As the ceremony unfolded, it was evident that all 10 women who were awarded along with the rest of the 56 finalists have made extraordinary contributions in their respective fields. Finalist Nadia Glucksberg, a hydrogeologist, has improved the lives of villagers in India, Ghana, and Guatemala by designing and constructing potable water systems. Her project served as a model for the benefits of engineering within the public health sector and also highlighted its application outside the classroom.
The evening also featured some outstanding high school females. A senior at Amity High School, Jenny Liu has been studying human-robot interaction at the Yale University Social Robotics Lab, which earned her a spot as one of the 40 Intel Science Talent Search finalists.
The keynote speaker was Dr. Ella L.J. Edmondsen Bell, who is an author, professor, businesswoman, and entrepreneur.
The 2011 Women of Innovation winners are, by category:
Academic Innovation and Leadership
Rachel O’Neill, assistant professor of molecular and cell biology, University of Connecticut.
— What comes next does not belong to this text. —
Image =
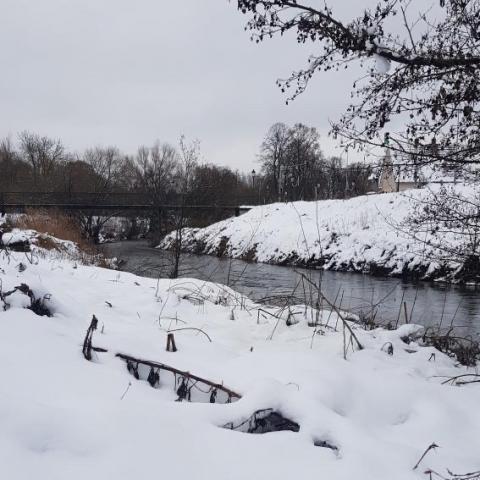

O’Neill is Director of the Microarray and Next Generation Sequencing Facility Center for Applied Genetics and Technology. She is recruited nationally and internationally as an important and valued colleague in a wide variety of genome sequencing projects.
Collegian Innovation and Leadership
Jackie Garofano, doctoral student, University of Connecticut, and EO Coordinator, CRISP (Yale/SCSU). Garofano’s doctoral research focuses on advanced materials characterization to study the micro-structural evolution of magnesia nanocomposites for optical components.
Community Innovation and Leadership
Nadia Glucksberg, hydrogeolist, Haley & Aldrich. Glucksberg is a hydro-geologist at the engineering firm of Haley and Aldrich. She has been a member of Engineers Without Borders since 2007 and has successfully designed and constructed potable water systems in rural villages in India, Guatemala and Ghana.
Sharon Killian, accounting associate, Pratt & Whitney, leads by example in helping the homeless. She has been recognized as “Volunteer of the Year” by CRT and by Pratt & Whitney senior management for her volunteering efforts.
Entrepreneurial Innovation and Leadership
Leonora Valvo is a lifelong entrepreneur and CEO and founder of etouches, a software company which provides online event management. Trade Show News Network named etouches the “Top Event Technology Innovator” for 2010.
Small Business Innovation and Leadership
Laura Dietz, vice president, Sonalysts Inc., works with training technology. Her extensive experience has been applied to Air Force, Navy, and Army training programs.
Large Business Innovation and Leadership
Deborah Orosz, AMS manager, operating effectiveness, Hamilton Sundstrand. Orosz is the company’s global Green Products program leader, focused on compliance with product chemical restrictions and reducing the environmental impact of Hamilton Sundstrand products.
Agnes Klucha, program manager, Engineering Innovation Center, Pratt & Whitney, leads a group formed to bring new innovations to life through prototyping, design and validation using an integrated approach.
Research Innovation and Leadership
Lisa Pfefferle, professor of engineering, Yale University. Pfefferle’s research is focused on chemical reaction engineering to direct the structure of nanomaterials. She has contributed to the fundamental understanding of combustion chemistry and sooting.
Youth Innovation and Leadership
Jenny Liu, High School Student, Amity Regional High School, has studied human-robot interaction at the Yale University Social Robotics Lab and was honored in Washington, D.C. last month as one of 40 Finalists of the Intel Science Talent Search. Liu was awarded a $2,500 scholarship by Covidien.